We then drove on to have lunch at a winery in Pisco, after we took a tour of the winery and got a taste (of course) of the different varieties of Pisco they make there. The food was pretty good and the Pisco was very good! After lunch our drive continued on to Ica where we spent some time seeing the Oasis of Huacachina and got a dune-buggy ride to remember.
You know how in the US if you go on a roller coaster or a ride they make you sign all these waivers saying you’re on your own if you get hurt and they have everything all padded and you fill out a questionnaire about your complete medical history? Yeah, this guy just said “hey – wanna ride my dune buggy? Yes? Pay this much and get in!”. It was CRAZY! Really and truly like a roller-coaster except being driven in this reinforced dune-buggy with roll-bars up and down the dunes. We also were able to get out to view the Oasis from the dunes. I’ve never seen a real oasis before and it was really incredible to look all around at the sands and desolation but have this beautiful, shimmering, palm-tree fringed haven just there, waiting. I imagine if I were travelling across the desert and thirsty it would appear to be heaven….or a trick of the eyes. So before we got back in the buggy, we were offered the chance to go “sand surfing”. In my mind I was picturing standing up on maybe ski’s but readjusted my idea when the guy brought out a snowboard. I then was further corrected because the board was to lie down on and slide down the dune to the bottom, dragging your feet to control your speed. This snowboard also had seen much better days but I was all in. The instructions were simple…and in Spanish and according to my friends I was supposed to stop at a certain point but didn’t…and shot further over the dunes than expected and out of sight. Daniel said that the guide made them momentarily alarmed when I went out of sight when he said “Oops she went too far!!” and they wondered what was on the other side of the dune I had just zoomed into. I popped back into view though and the guide proclaimed that “she lived” and they drove down to pick me up. It was so much fun I did it a second time on a taller dune – in hindsight I imagine it could have gone poorly if I had flipped over but the worst I got was a bunch of sand in my shoes and I lost some change from my pockets. I imagine somebody with a metal detector out there could find enough money to buy lunch easily from my donation alone.

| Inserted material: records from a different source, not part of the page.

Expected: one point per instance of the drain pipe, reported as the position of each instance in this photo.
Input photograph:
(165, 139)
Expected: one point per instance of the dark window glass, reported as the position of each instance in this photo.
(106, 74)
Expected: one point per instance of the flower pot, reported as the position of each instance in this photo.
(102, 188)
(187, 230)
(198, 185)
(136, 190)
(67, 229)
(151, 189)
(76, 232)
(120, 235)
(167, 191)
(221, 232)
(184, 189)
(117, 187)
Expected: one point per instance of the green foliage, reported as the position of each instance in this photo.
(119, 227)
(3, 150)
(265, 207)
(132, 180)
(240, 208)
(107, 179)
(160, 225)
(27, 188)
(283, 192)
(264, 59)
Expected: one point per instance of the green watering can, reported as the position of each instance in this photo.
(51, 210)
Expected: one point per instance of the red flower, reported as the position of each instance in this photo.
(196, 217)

AT this point it was getting late and our guides took us to our rooms in Nazca that were reserved for us. After a much needed shower to wash out all the sand from my hair, we ordered room service and crashed for the night.

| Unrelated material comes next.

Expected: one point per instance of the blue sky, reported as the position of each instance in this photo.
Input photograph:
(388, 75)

The next day we got up early to see the Nazca lines. Similar to the Candelabra, the Nazca lines are geoglyphs dug into the sand of the Nazca desert and have lasted so long due to the desert climate. There are many different shapes, geometric designs and other patterns all throughout the desert area here that were made between 200 and 600 AD; the lines are also a UNESCO World Heritage Site. The amazing thing about these lines is that they are really only able to be seen from the air but were drawn by hand long before that was possible. The scale of these lines makes it an incredible work by a people who used rudimentary tools to make the figures ranging from 450 feet long to almost 1000 feet long! The mathematics involved also is impressive to think about. So the flight over the Nazca Lines was definitely a highlight, I recommend taking the flight over the Nazca and seeing them for yourself.
After our exciting tour of the Nazca lines we hopped back in the van to drive all the way back up to Lima to spend one more night at the BTH hotel before hopping on a plane for the next leg of our adventure. Next stop Cusco!!